Artist, Founder of Drama Box Nominated Member of Parliament
- In office 22 March 2016 – 21 September 2018

Personal details
- Born: Kok Heng Leun Singapore
- Alma mater: National University of Singapore
- Occupation: Arts director, politician
- Website: Artist, Founder of Drama Box

= Kok Heng Leun =

Singapore artist (born 1966)

Kok Heng Leun (郭慶亮 (Guō Qìngliàng); born 1966) is a former Singapore Nominated Member of Parliament (NMP) who represented the arts sector in Singapore. He was appointed by the President of Singapore in March 2016. He steps down as Co-Artistic Director of Singaporean theatre company Drama Box in 2022, and continue his practice in the company as an Artist, Founder. He is a member of the Singapore Chinese Cultural Centre Programme Committee, and is part of the arts advisory panel of the National Arts Council, Singapore.

== Background ==

From 1987 to 1990, Kok majored in mathematics at the National University of Singapore. He worked at the Ministry of Community Development as an officer in 1990. In 1991, he worked as a programme executive at The Substation, an independent arts center in Singapore. In 1992, he joined theater company The Necessary Stage as its business manager before becoming a resident director. It was only in 1998 that Kok was appointed as artistic director at Drama Box. Kok had directed more than 80 plays, and is regarded as a practitioner in Singapore's arts sector. He received the Young Artist Award from the National Arts Council in 2000 and the Japanese Chamber of Commerce and Industry Culture Award in 2003. In 2006, he received the Outstanding Young Person (Culture) award.

In 2022, Kok received the Cultural Medallion, Singapore's pinnacle arts award.

In 2024, Kok received the Honorary Doctorate in Education from National University of Tainan.

== Political career ==

In 2014, he made an unsuccessful bid for NMP, and told news agency Channel NewsAsia that "the arts and culture should have a place in the national conversation...and should be brought to the attention of policy makers and to Singaporeans." However, despite his calls to implement change through constructive communication, Kok, after much debate, withdrew his petition in parliament over the controversial Administration of Justice (Protection) Bill that was passed in August 2016. Thereafter, he made a public apology on his own accord.

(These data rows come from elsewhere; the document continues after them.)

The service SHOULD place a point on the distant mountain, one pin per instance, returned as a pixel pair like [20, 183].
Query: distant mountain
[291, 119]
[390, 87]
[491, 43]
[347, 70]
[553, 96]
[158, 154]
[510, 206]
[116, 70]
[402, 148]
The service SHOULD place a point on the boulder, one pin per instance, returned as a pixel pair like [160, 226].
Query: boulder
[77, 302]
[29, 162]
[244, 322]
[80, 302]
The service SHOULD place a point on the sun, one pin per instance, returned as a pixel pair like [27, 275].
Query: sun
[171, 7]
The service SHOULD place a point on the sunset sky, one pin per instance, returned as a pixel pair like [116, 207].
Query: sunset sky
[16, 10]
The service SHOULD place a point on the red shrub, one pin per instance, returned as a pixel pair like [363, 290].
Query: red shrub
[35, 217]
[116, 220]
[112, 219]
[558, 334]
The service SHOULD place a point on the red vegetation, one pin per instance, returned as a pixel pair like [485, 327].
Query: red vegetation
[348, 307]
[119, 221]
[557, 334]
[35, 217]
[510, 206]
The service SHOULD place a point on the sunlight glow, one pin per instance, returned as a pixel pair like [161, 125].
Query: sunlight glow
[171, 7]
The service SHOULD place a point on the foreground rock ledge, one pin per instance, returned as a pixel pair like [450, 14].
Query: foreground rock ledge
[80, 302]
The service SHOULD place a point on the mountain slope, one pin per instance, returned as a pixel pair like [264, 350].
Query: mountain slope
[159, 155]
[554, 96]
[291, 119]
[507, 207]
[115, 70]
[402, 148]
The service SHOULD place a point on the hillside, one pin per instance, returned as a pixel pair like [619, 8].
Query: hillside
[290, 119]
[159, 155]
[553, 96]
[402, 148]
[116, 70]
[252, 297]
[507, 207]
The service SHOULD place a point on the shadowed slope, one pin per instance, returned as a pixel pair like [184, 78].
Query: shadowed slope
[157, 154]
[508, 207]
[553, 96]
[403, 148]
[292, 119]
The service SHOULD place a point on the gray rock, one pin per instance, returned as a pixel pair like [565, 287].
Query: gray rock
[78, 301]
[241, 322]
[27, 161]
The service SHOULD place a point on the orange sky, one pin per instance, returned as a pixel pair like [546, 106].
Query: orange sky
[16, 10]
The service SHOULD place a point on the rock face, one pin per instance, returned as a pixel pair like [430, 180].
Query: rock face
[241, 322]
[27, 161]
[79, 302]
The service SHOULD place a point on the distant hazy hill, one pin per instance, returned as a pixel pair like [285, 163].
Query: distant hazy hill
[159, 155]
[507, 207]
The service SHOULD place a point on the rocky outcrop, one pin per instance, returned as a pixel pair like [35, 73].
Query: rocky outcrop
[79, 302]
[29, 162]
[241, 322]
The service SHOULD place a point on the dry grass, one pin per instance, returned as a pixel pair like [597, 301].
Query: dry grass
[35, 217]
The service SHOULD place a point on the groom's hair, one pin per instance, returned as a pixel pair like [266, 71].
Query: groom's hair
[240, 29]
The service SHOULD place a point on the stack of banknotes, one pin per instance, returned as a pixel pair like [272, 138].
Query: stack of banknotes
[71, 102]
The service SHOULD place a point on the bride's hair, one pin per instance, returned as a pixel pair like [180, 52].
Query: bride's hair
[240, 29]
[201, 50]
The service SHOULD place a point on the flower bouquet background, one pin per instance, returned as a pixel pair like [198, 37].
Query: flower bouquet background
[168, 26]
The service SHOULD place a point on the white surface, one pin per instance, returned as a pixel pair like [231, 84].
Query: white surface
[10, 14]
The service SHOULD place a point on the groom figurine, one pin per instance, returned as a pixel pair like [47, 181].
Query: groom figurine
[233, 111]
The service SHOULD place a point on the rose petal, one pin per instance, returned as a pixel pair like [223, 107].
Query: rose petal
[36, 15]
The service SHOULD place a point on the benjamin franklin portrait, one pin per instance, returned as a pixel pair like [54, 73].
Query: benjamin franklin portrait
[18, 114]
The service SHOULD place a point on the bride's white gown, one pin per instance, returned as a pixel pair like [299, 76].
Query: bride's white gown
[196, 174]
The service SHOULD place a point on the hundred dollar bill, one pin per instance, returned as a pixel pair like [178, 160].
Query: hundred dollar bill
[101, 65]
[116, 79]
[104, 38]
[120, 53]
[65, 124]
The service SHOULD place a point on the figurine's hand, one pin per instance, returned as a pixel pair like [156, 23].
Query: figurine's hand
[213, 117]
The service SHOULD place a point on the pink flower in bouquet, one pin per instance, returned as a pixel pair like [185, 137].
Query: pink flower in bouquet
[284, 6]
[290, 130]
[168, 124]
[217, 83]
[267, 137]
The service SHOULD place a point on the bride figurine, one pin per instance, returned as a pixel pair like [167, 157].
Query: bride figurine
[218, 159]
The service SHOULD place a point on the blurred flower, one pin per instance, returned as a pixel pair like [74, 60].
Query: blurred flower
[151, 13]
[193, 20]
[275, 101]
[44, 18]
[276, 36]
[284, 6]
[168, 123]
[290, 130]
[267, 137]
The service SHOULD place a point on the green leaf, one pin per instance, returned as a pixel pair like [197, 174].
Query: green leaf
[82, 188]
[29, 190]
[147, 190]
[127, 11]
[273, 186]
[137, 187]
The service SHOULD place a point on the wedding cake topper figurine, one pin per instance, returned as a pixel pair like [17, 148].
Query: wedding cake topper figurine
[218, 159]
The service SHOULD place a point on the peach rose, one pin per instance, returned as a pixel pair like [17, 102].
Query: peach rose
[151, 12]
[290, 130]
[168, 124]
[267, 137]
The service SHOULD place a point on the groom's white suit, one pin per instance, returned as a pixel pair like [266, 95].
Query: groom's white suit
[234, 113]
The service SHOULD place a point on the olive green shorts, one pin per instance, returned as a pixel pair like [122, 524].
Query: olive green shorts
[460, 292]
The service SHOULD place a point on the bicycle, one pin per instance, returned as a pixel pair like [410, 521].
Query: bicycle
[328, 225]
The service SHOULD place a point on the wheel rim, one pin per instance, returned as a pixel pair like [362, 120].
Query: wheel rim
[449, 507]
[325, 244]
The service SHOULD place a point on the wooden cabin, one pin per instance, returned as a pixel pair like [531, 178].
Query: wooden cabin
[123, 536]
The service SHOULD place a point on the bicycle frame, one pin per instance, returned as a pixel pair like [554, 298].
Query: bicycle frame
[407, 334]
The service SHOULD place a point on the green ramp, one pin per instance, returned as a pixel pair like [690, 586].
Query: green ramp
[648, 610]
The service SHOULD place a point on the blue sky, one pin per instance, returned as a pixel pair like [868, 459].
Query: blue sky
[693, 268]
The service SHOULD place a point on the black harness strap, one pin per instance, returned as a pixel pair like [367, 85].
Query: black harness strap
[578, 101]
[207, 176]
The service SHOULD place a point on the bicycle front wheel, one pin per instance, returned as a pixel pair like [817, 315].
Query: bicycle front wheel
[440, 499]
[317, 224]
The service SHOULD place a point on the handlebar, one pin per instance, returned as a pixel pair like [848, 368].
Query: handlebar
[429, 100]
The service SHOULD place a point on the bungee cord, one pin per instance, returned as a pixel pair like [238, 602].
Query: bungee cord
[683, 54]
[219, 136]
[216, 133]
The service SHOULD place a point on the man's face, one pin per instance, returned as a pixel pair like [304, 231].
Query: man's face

In April 2016 after Kok was made an NMP, he told The Straits Times that one of his objectives in his term would be to act as a mediator between artists and the authorities; he stated the relationship between both parties had become more problematic in recent times. In May 2016, during his first speech as an NMP in the Singapore Parliament, he "bemoaned the lack of critical thinking among Singaporeans", but did not provide any conceptual or broad solutions to address these inadequacies that he put forth. In a separate incident, he gave his opinion about the change of leadership of Singapore's Arts House stating that its former CEO Lee Chor Lin, who led the organization for three years, should have "stayed at the institution for longer so that the direction of the leadership could have a longer time to take shape and its impact to be felt more deeply”.

In September 2016, Kok developed his own Meet-the-People Sessions in auditoriums and classroom to discuss matters concerning the arts community, and was reported to have used his own funds to do so, although professionally, he was not required to do so in his capacity as an NMP, which functions differently as elected Members of the Singapore Parliament who are obliged to hold such sessions as part of their public service commitments.